David Sandwell, a geophysicist at the Scripps Institution of Oceanography at the University of California, told CNN that the South China Sea is one of the busiest sea areas in the world, and one-third of the world’s shipping trade passes through this place. China has also reclaimed the sea to build islands and build military fortresses here, and the seabed landforms it has drawn are still less than 50%. He said: “It’s not surprising that you could run into something.”
The U.S. Navy has not yet revealed where the Connecticut hit the sea mountain range. The official statement is in the Indo-Pacific waters, but officials from the US Department of Defense previously told CNN that the accident occurred in the South China Sea.
Sandwell tried to narrow the range a bit, using the method of measuring the vertical gradient of gravity to measure the earth’s gravity field through satellite altimetry, and coincide with the seabed topography of the South China Sea. He managed to identify 27 possibilities that were not on the US military chart. Location of the accident.
He said, “The depth of these locations is less than 400 meters. This depth submarine is likely to hit (undersea mountains).”
US Navy officials claim that the maximum operating depth of Seawolf-class submarines is 800 feet (243 meters), but some experts believe that the actual depth should be about twice.

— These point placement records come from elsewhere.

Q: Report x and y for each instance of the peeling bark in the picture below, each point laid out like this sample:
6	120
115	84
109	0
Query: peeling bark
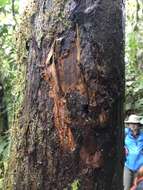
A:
72	126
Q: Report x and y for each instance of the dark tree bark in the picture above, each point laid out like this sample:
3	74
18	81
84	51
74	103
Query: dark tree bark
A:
71	123
3	112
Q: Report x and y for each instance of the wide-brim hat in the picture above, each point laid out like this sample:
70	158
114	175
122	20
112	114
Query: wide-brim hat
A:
133	119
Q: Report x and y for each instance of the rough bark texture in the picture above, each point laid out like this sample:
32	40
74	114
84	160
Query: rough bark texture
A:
3	112
72	116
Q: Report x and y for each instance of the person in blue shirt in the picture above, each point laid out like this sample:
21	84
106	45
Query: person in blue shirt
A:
133	150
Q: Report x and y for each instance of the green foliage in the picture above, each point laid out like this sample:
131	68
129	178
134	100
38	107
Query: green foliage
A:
4	2
75	185
134	56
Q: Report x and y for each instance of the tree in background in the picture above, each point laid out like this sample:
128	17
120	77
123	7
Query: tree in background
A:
134	57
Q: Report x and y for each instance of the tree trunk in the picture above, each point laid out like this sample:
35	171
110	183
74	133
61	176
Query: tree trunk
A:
3	112
71	123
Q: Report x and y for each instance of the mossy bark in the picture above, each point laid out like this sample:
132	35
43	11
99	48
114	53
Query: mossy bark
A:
72	119
3	112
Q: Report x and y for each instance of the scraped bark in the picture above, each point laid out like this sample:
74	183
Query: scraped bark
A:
3	112
71	123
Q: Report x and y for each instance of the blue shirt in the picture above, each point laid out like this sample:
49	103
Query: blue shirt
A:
134	147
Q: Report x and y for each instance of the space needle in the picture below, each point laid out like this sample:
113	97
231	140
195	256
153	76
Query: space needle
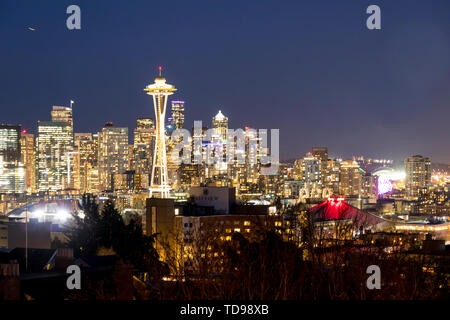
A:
160	90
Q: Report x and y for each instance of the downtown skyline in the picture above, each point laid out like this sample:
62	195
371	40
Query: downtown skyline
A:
379	94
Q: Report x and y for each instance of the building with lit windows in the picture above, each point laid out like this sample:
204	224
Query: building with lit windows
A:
12	173
418	175
178	114
62	114
86	173
350	179
144	143
220	123
112	154
54	156
28	159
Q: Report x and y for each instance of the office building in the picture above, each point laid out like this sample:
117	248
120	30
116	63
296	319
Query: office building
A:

The submarine itself is also equipped with sonar, but the use of sonar must pay a price: loss of concealment effect. While the sonar emits sound waves, it also exposes the position of the submarine.
Xu carter said, “Sonar is the only way to detect the seabed, but you don’t want to emit too many unnecessary sound waves.” If you want to get accurate images, “sound waves have to be emitted about every 20 seconds. That makes too much noise.”